As described above, in the dispensing apparatus of the present invention, the pressure fluctuation is monitored by opening the electromagnetic valve during the suction of the sample. Therefore, it is possible to accurately judge the clogging and the shortage of the sample, and to check the electromagnetic after the suction. Dispensing into the analysis container after closing the valve allows accurate dispensing without being affected by the damper effect of the pressure sensor during dispensing.

[Brief description of drawings]

FIG. 1 is a diagram showing a dispensing device according to an embodiment of the present invention.

FIG. 2 is a view showing a conventional dispensing device.

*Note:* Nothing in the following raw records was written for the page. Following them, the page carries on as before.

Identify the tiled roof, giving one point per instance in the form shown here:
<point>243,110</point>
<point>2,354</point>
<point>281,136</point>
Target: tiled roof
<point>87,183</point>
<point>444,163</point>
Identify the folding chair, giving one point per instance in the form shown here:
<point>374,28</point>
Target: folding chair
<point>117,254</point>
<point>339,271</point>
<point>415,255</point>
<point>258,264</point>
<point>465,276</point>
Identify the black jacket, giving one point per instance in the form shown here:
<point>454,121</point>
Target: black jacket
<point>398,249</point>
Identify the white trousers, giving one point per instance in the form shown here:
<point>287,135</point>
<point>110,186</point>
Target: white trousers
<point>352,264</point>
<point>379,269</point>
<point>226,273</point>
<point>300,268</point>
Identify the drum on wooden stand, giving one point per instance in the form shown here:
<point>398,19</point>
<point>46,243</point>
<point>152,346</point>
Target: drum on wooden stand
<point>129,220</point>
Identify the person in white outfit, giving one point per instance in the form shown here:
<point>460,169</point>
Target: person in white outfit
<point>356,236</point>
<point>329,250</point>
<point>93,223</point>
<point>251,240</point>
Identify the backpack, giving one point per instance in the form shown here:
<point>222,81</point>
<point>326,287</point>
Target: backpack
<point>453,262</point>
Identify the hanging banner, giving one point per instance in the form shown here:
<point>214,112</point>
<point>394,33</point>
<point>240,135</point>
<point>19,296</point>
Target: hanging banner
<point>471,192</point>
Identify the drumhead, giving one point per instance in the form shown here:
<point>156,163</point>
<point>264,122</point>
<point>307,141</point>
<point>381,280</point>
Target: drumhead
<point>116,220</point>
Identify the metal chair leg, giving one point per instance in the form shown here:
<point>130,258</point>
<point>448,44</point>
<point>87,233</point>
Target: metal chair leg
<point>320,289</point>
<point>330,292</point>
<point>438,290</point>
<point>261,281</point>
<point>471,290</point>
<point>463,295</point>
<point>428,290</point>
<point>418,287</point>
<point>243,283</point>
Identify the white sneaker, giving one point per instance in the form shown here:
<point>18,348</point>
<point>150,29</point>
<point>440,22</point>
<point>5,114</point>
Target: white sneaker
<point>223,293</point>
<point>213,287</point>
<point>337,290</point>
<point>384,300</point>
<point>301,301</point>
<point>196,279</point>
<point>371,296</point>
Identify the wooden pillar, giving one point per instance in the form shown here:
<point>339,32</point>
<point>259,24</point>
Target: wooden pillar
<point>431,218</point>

FIG. 3 is a diagram showing a time chart for explaining the operation of the dispensing apparatus according to the embodiment of the present invention.

[Explanation of symbols]

 1: Probe 2: Syringe pump 3: Tube 4: Pressure sensor 5: T-shaped tube 6: Control part 7: Electromagnetic valve S: Sample container M: Analysis container C: Washing container

Claims (1)

[Claims] 1. A dispensing device in which a branch portion is provided in a tube connecting a suction pump and a dispensing probe and a pressure sensor is attached to a branch line, and an electromagnetic valve is provided between the branch portion and the pressure sensor. Dispensing device characterized by.